His health deteriorated in early 2014 due to a heart condition. By autumn, he seemed to be recovering, but in early November a crisis arose and he was rushed to a hospital, where he died on 6 November 2014, from complications arising from his heart condition.

==Philosophy==
Mbah was an active campaigner for human and environmental rights and against corruption.

As his closing words in a 2012 interview, Mbah shared this message to the world:

I want to say a few words to our anarchist friends and groups that in the past associated with us, supported us, in one way or another, especially from Europe and North America. I say to them that anarchism is not dead in Africa. But it is important for them to appreciate that anarchism as a movement, as a political movement, as an ideological platform, is still going to take some time to crystallize here.
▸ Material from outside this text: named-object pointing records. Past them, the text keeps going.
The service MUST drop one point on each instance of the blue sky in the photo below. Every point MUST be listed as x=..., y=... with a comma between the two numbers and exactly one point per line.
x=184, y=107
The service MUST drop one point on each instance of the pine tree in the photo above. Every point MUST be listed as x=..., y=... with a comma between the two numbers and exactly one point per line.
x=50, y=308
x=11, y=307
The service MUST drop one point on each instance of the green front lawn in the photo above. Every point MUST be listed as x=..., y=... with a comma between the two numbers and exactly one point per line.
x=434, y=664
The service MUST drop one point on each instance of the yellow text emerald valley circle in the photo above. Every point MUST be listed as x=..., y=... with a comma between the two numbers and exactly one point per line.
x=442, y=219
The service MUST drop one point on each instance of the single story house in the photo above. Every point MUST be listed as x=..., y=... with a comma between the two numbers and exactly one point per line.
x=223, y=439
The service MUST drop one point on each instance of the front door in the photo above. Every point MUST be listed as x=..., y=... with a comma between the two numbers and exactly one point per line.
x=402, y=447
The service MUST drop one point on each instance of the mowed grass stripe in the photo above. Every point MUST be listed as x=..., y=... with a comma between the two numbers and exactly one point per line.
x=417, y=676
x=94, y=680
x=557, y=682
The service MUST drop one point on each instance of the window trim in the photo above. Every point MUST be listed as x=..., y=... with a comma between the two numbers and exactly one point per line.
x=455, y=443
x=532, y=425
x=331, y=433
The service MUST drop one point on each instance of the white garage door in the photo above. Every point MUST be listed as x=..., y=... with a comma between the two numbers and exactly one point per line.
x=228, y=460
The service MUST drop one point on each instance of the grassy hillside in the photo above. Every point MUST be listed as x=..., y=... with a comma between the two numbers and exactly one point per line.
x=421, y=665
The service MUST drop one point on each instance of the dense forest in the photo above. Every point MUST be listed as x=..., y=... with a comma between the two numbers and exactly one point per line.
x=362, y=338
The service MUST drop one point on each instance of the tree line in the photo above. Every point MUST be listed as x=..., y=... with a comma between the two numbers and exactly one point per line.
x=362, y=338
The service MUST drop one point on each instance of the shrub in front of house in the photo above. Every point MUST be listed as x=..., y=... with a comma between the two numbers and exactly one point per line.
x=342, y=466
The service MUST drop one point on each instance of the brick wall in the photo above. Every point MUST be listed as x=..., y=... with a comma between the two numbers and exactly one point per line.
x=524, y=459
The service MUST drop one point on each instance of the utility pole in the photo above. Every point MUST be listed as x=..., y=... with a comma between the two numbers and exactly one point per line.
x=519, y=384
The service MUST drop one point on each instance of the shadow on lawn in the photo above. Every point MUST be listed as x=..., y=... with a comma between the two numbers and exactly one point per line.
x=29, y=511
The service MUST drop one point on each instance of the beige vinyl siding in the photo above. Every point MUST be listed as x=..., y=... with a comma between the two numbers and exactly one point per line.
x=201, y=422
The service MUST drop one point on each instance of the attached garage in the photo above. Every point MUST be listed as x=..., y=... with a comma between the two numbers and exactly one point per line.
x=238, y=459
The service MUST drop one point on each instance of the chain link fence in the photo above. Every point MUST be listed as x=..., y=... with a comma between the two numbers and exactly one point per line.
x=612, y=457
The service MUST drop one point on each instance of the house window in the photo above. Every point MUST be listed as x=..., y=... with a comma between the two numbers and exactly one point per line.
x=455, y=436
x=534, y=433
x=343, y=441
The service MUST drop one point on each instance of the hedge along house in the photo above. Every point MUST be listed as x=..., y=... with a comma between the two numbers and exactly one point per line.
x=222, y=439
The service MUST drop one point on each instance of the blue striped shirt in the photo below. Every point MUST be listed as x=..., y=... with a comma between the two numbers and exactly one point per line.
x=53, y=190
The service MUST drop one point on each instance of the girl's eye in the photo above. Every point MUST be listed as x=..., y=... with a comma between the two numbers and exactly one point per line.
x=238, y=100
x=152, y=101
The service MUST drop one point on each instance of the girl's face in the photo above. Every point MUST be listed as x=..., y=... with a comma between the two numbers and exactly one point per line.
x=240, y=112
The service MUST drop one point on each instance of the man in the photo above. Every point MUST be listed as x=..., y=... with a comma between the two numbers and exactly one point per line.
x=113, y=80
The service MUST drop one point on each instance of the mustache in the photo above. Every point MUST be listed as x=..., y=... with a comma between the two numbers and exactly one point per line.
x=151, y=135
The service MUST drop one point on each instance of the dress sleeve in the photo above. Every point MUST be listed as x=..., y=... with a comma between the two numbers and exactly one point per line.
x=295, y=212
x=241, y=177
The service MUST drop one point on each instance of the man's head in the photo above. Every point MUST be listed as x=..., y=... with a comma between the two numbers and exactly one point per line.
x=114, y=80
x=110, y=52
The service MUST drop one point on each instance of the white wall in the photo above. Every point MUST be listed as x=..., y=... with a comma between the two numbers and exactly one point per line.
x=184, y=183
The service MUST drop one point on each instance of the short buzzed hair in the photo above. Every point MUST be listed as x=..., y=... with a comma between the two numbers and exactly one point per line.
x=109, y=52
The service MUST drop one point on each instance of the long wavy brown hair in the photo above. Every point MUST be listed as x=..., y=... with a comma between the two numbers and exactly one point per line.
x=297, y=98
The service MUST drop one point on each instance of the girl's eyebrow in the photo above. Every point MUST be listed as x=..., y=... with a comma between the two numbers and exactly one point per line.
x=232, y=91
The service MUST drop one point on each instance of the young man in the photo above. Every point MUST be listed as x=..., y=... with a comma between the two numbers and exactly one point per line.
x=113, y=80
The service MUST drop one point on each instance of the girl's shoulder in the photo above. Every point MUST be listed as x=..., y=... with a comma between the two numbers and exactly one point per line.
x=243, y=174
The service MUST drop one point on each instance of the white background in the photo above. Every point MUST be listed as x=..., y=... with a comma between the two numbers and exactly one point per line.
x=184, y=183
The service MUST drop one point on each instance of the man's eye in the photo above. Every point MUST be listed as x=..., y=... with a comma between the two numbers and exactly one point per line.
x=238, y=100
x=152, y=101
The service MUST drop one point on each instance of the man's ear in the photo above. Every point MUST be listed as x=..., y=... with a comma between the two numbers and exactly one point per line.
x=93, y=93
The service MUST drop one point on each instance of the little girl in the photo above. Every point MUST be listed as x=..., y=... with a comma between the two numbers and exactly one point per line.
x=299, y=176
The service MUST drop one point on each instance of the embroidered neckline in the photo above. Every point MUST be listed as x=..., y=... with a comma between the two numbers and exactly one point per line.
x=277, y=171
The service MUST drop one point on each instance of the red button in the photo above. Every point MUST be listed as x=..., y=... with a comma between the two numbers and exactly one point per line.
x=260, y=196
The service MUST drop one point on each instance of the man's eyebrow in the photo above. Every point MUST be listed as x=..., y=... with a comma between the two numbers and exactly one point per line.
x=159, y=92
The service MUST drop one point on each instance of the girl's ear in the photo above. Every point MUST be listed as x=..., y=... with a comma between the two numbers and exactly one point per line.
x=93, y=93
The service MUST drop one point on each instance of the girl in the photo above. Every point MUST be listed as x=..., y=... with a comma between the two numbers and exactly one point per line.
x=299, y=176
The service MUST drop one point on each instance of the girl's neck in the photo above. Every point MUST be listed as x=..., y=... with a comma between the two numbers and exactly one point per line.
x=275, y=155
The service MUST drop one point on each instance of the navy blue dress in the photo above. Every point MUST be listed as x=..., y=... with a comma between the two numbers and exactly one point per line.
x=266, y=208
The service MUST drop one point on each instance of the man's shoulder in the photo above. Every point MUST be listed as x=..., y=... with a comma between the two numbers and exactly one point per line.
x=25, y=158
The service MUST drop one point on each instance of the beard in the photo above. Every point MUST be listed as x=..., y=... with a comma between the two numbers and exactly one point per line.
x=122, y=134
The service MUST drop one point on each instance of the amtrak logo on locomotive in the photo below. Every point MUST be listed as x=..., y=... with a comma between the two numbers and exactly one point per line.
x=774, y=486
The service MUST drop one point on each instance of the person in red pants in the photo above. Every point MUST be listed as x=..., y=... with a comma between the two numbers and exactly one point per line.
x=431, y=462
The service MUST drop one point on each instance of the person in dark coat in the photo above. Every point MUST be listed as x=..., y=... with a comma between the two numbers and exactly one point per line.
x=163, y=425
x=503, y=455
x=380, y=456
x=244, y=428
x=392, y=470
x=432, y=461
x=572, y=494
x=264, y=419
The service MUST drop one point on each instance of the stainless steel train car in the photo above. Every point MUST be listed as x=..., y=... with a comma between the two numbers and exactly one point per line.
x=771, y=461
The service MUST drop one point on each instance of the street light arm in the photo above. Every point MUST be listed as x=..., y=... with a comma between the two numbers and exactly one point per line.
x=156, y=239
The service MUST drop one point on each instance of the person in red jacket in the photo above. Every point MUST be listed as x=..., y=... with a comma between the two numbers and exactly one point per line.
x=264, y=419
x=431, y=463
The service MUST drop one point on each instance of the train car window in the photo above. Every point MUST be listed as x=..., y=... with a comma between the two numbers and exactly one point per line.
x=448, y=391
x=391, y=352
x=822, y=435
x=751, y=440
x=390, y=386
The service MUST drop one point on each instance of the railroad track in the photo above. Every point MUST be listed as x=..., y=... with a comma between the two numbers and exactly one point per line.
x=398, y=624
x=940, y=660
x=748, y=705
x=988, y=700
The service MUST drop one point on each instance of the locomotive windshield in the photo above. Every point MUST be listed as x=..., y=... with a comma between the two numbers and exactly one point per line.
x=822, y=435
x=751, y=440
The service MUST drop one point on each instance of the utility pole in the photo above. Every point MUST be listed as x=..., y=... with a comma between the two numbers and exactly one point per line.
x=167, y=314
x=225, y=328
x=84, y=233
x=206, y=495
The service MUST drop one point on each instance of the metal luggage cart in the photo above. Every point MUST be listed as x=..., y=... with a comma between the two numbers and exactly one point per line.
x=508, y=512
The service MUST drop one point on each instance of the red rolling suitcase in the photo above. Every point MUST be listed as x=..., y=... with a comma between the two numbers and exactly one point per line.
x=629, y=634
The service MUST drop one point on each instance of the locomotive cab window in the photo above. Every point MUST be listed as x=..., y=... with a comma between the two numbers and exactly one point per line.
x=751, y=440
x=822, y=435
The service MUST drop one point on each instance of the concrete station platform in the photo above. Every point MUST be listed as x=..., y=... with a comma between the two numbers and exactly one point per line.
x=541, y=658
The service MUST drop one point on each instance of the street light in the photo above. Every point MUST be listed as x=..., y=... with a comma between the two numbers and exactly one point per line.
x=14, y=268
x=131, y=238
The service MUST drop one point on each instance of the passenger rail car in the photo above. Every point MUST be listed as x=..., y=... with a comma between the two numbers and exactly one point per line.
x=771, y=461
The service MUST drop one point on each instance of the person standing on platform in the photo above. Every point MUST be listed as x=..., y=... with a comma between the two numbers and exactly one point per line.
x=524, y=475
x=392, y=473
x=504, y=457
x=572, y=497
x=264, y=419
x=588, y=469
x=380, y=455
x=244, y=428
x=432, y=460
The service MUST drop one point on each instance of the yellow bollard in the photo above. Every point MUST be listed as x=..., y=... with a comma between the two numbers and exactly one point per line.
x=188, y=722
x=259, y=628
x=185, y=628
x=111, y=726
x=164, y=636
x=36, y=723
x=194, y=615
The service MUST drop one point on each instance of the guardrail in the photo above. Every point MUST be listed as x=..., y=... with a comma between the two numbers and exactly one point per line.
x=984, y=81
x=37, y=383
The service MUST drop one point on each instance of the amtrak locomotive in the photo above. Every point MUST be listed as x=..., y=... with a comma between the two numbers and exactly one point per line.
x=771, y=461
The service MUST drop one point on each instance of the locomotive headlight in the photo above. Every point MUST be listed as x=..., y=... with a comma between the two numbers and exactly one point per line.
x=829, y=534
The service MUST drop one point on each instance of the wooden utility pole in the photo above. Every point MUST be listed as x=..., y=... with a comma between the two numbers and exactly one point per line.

But in the mean time, we must continue to engage with the rest of the society. We must continue to interrogate the government in debates where we can achieve. . . . It is difficult in this part of the world to begin to build a movement based on anarchist principles alone. But we can build a movement based on trying to hold the government accountable, trying to fight for the environment, trying to fight for gender equality, trying to fight for human rights. Because these are minimum principles on which a broad swathe of the population agree, and it makes sense for us to continue to interact and interrogate social existence and public policy on this basis. And seek to ensure that civil society is not extinguished completely. While also those of us who genuinely believe in anarchism will continue to organise and develop tools of organisation that will some day lead to the emergence of an anarchist movement.

==Bibliography==
- African Anarchism: The History of a Movement, with I.E. Igariwey, See Sharp Press, Tucson, Arizona, 1997. ISBN 978-1-884365-05-8.